Tina reported: “I was feeling so stressed and, after the first session, I felt more grounded and I found a greater sense of clarity. In the second session, I understood the necessity of learning to take care of myself and the people I love. I began to see how I use my stress to attack myself and how I harm myself with my thought patterns. Once we allow ourselves to connect with our inner world, we learn to live life very differently by connecting with the many aspects of ourselves, including the physical body and this is how we can prevent disease. I feel it now – if there is no music and art as support, I think that is how people go crazy.”
During a one-off session, Jeanette, a medical doctor,admitted that she had had very little experience with processing her emotions. Her partner, who is immersed in creative arts work, suggested she book a MARI session. She had many insights during the session and, although she was left with much to process, she felt unburdened from finding safety to place her ‘worries’ and questions into the process. She opened up about aspects of her life which she had not discussed with anyone previously – this was a powerful release for her.
Jane is currently enrolled in a 12-week creativity course, which incorporates MARI, GIM as well as process art and writing. After her fifth session, she reported: “I feel more conscious and aware of myself and my world. New themes have emerged which I was not aware of before – themes of moving and growing, beginnings and endings. My awareness has intensified and I am literally seeing things differently”
In January this year, Roland quit his job and embarked on monthly MARI and GIM sessions.
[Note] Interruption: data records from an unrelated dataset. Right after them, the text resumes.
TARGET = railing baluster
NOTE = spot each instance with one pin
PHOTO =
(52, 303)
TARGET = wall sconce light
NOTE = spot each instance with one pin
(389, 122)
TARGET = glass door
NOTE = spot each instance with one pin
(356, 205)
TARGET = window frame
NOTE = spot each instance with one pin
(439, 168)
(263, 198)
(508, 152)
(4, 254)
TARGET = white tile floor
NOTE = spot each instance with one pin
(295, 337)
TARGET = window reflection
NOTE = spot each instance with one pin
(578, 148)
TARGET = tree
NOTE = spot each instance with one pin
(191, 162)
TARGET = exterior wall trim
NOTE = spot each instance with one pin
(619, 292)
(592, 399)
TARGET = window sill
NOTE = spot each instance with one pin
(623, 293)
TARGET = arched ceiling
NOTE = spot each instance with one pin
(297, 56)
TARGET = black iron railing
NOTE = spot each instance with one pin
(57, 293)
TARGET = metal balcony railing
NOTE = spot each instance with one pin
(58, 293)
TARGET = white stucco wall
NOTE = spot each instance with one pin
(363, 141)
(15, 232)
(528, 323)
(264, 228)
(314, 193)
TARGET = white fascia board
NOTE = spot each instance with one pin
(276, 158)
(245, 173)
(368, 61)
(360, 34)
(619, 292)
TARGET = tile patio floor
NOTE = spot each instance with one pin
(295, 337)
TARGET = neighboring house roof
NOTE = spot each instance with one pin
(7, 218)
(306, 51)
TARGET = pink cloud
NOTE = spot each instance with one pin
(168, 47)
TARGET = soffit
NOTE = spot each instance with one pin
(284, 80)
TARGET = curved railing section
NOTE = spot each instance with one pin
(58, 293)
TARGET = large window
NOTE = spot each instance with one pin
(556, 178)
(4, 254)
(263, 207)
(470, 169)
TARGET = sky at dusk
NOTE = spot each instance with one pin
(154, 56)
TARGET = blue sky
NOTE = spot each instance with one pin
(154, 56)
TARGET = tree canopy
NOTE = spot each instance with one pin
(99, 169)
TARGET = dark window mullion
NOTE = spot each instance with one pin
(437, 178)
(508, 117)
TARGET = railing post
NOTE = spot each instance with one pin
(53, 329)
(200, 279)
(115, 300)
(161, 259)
He reports that his inner world has opened up, offering him insights for ‘where to from here’. As a result of repeated music-listening, he is becoming experienced at listening to the yearnings and directives of his inner life, thus enabling sure-footed decision-making going forward.
Some general changes noted with clients:
Their sense of noticing and connecting to themselves, their home and working environment is enhanced by a new understanding of how they express their love of colour, texture and symbols in their environment.
The music aspect of this work invites clients to discover new ways of listening to music, finding strength and a sense of joy in the music they invite into their lives. They become more sensitive to what genres of music they wish to engage with, and they learn about how to support themselves through music-listening. Some clients even admit to dancing to music at home or even singing in the shower – experiencing immense joy in the simplicity of these acts of expression.
The artists’ voices.
Benvenuto Cellini, the Florentine sculptor: “For I am confident that my hands will be such that they will say who I am!”
Paul Gauguin, the artist: “I shut my eyes in order to see.”
Louis Armstrong, musician: “What we play is life.”
Snoopy, from Peanuts, by Charles Schulz: “To dance is to live.”
Diane has a special interest in the transformative power of the creative arts. She uses Mandala Assessment Research Instrument (MARI) and The Bonny Method of Guided Imagery and Music, as therapeutic support for the endeavours of Life towards Balance. Diane’s approach incorporates process art techniques as well as energy medicine, to enhance the alchemy of creative expression. She offers courses and sessions, both live and online, for individuals and groups of all ages.
A testimonial from one of Diane’s international MARI students, Jean, who recently studied the online course to become a certified MARI practitioner:
“The past months spending time to learn MARI from you have been really a precious process. There is so much to learn about MARI and thank you for your unconditional teaching. In addition, you have walked with me through a transition in my career, I feel the support and guidance. With the deepest thanks from my heart, thank you Diane.”